She Found Heaven

Fiction · Reprints · August 9, 2002

Beep!

Um . . . is anybody there? Um . . . .

Beep!

Is anybody there? Um, my name’s Paul, and um . . . do you still have the Heaven? It might belong to Mom, ‘cause she’s crying all the time now, and I’m pretty sure if she had it back she’d stop. She doesn’t know I’m calling you, so don’t tell her. She might get mad. Right now she’s at the store getting something to drink. She’ll probably be gone for a long time, so it’s okay if I talk for right now, but don’t tell her. I think my dad stole the Heaven, and he prob’ly just threw it out the window of his truck, ‘cause that’s what he does with all his trash. Ever since he left all Mom does is cry. She hardly even talks to me anymore, except when she’s mad, so I think if she could have it back everything would be okay again. It was hers anyway. Dad shouldn’t of taken it, but he does stuff like that sometimes. Um . . . if you could bring it over sometime today, that would be good. Um . . . bye.


Sally lay naked atop the sheets of her bed, staring at the ceiling. It was night, and it was hot.

There had been fourteen messages on her answering machine that day. She was sweating profusely, drifting in and out of consciousness.

Sometimes it seemed as though other people were in her room, but she could not tell who they were or how long they stayed; they remained a series of vague recollections that dissipated under scrutiny.

The most insistent of these memories was that of a young woman sitting at her bedside, reaching over occasionally to sprinkle water onto her forehead. She was dressed oddly, in long brown rags and white cloth, and she smelled vaguely of manure, but she had a kind, radiant face, and her smile was beautiful. As the woman leaned over her, Sally detected a silvery shine on her cheeks, but she did not know if it came from tears or the light of the moon reflecting from her face.

At some point in the night Sally arose from her bed and walked to a small window tucked away above her bureau, and looked out at the city sprawling below her. It blazed hotly in the darkness, but with a different kind of light than she expected: it possessed a frantic radiance that suggested fevers or great holes punched through the crust of the earth. As she looked more closely, pressing her forehead against the cool glass of the windowpane, she saw that these were not city lights at all, but a long, winding procession of torches, each held aloft by a stumbling bearer, tracing a crooked path through the ruin.


“Westlake Retirement Community.”

“Yes, I’d like to speak to Ruth Landis, if I may.”

“Oh, yes, hold on one moment. Is this Sally Baxter?”

“Yes.”

“Hold on.”

Then:

“Yes?”

“Mrs. Landis?”

“Yes?”

“I’m Sally Baxter, I had the ad about the Heaven.”

“Oh, yes! I called you!”

“I know, I . . .”

“Do you need directions? Would you like me to meet you somewhere? Or would you rather just mail it? No, I think I’d feel safer if I took it straight from your hands, that way I could thank you in person!”

“Mrs. Landis.”

“Call me Ruth.”

“Okay, Ruth, look, I’m not sure it belongs to you yet.”

“. . . oh.”

“I’m sorry, but I’ve been getting a lot of calls for it, and I need some more information before I can figure out who lost this particular piece. Do you understand?”

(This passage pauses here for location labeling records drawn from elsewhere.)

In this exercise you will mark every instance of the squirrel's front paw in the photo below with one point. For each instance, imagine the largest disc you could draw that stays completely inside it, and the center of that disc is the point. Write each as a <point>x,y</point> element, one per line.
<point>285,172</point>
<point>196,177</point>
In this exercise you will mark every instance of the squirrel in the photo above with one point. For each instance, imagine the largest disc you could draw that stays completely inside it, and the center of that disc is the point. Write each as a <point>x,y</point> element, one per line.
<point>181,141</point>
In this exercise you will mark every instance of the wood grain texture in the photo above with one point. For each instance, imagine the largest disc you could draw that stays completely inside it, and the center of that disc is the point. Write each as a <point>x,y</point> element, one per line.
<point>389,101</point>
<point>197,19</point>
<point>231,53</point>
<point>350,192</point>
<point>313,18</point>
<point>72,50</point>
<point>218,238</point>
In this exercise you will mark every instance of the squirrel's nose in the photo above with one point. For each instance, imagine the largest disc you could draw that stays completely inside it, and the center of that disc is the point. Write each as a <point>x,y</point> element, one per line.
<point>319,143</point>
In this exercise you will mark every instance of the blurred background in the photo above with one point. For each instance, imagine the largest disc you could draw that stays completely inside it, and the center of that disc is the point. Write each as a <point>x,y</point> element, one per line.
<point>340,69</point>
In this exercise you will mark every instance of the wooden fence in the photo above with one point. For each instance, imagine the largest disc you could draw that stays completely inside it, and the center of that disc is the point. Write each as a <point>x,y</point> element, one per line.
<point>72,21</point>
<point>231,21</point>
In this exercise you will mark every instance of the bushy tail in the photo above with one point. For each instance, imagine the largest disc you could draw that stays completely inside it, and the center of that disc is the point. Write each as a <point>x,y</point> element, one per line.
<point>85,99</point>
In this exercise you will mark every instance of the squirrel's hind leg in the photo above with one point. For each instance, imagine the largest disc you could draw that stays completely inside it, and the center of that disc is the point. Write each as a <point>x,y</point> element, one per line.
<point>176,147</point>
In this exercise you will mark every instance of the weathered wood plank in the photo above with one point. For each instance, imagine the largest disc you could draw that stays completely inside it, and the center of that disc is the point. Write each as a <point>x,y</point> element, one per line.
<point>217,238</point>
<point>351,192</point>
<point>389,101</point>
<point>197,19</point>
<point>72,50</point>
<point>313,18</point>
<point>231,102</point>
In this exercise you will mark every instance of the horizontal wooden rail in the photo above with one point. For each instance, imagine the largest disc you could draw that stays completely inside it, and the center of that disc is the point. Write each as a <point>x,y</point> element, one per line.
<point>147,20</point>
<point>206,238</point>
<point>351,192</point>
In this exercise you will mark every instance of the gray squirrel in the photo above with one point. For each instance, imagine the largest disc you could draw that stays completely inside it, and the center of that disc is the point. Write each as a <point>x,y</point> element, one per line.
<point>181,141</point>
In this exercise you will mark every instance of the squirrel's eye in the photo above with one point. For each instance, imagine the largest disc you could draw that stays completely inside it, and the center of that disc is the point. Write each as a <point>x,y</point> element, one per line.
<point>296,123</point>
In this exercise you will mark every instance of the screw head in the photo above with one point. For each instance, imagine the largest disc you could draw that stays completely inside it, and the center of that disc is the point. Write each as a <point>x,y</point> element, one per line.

“Yes, I suppose so. You can’t go around giving it to just anybody.”

“No. So, could you, uh, could you describe it to me?”

So she did. She said it was small, about a foot long (she was only an old woman and didn’t need much space to move around in), and it had big green winds and smelled of lilacs. It made you feel warm to touch it, she said, and yes, it had probably suffered a little crumpling when it had fallen out of her husband’s body, along with his spirit.